Update: In the edited question, the OP asks whether $\lambda_i^\downarrow(P^*|D|P) \ge \lambda_i^\downarrow(|P^*DP|)$ (or even the reverse direction). Such a relations do not hold either. Take for e.g., $P=\begin{bmatrix} 2 & 1 \\ 2 & 2\end{bmatrix}$, and use the same $D$ as below.
Then, we have $\lambda^\downarrow(P^*|D|P) = (41.22, 0.776)$, while $\lambda^\downarrow(|P^*DP|) = (23.369, 1.369)$.
However, if one assume that $P$ is a contraction, then several interesting results can be shown.

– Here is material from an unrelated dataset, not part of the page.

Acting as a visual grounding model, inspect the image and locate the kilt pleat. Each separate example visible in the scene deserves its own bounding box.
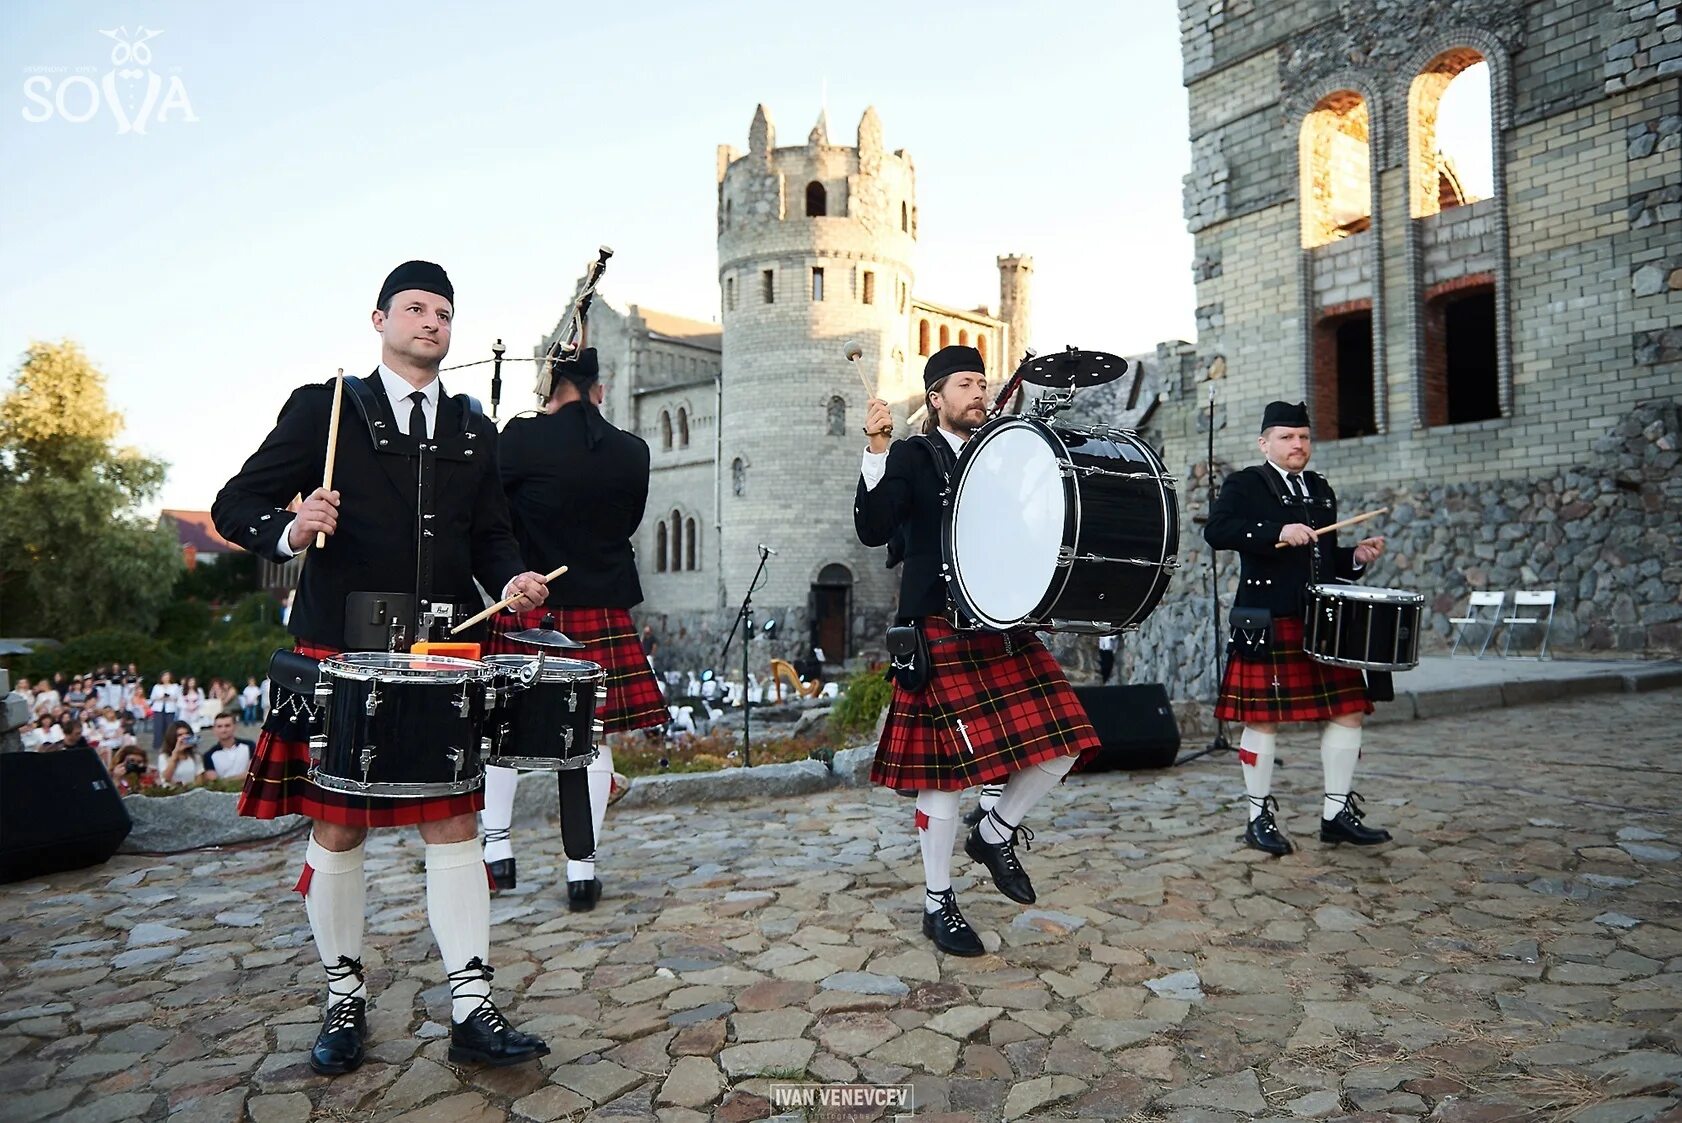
[1215,615,1373,724]
[491,607,667,734]
[871,617,1098,793]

I don't think there is any useful relation.
Here is a counterexample:
\begin{equation*} P = \begin{bmatrix} 2 & 2\\ 2 & 4 \end{bmatrix}, \end{equation*} and \begin{equation*} D = \begin{bmatrix} -2 & 0\\ 0 & 4 \end{bmatrix} \end{equation*} Then, \begin{equation*} P^T|D|P = \begin{bmatrix} 12 & 16\\ 16 & 24 \end{bmatrix} \end{equation*} and
\begin{equation*} |P^TDP|^2 = \begin{bmatrix} 640 & 1536\\ 1536 & 3712 \end{bmatrix} \end{equation*} Then, \begin{equation*} \lambda(P^T|D|P - |P^TDP|) = (-3.3678, 31.4856), \end{equation*} which is indefinite.